SpaceX Went From $150 to $225 and Back in Under 2 Weeks -- Here's the Math That Explains Every Dollar of That Move
Written by Justin Pope for The Motley Fool -> SpaceX's current float is less than 5% of total shares. That will grow significantly as SpaceX's staggered lockup expires.
Written by Justin Pope for The Motley Fool -> SpaceX's current float is less than 5% of total shares. That will grow significantly as SpaceX's stagger
Read Full Story at Nasdaq News →Why This Matters
The volatility in SpaceX's share valuation—even within a thinly traded secondary market—reflects deeper investor anxieties about the company’s long-term valuation model.

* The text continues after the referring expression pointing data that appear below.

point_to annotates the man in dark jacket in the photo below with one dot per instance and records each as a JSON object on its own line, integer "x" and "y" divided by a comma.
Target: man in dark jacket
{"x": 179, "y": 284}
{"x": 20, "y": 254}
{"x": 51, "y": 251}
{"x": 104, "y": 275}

With the impending unlock of nearly 95% of its shares, the price swings underscore how quickly perceptions can shift when liquidity constraints collide with high expectations for space industry disruption.
Background Context
SpaceX’s private market valuation has long operated in a gray zone between speculative enthusiasm and grounded financial engineering, with early investors relying on milestone-based growth narratives. The staggered nature of its lockup agreements was designed to stabilize early valuations, but as those restrictions loosen, the floodgates may expose the fragility of a valuation built more on future promise than current fundamentals.
What Happens Next
As more shares become freely tradable, the market may see a sustained correction unless SpaceX can demonstrate a clear path to profitability in its non-Starlink divisions. Watch for signals from institutional backers on whether they’re holding, selling, or doubling down—each move could amplify volatility in an already thin market.
Bigger Picture
This episode highlights a broader tension in high-growth private ventures: the disconnect between headline valuation and actual liquidity. As more unicorns face similar unlock events, the space economy may have to reconcile whether its valuation structures are sustainable—or if the next correction is already priced in.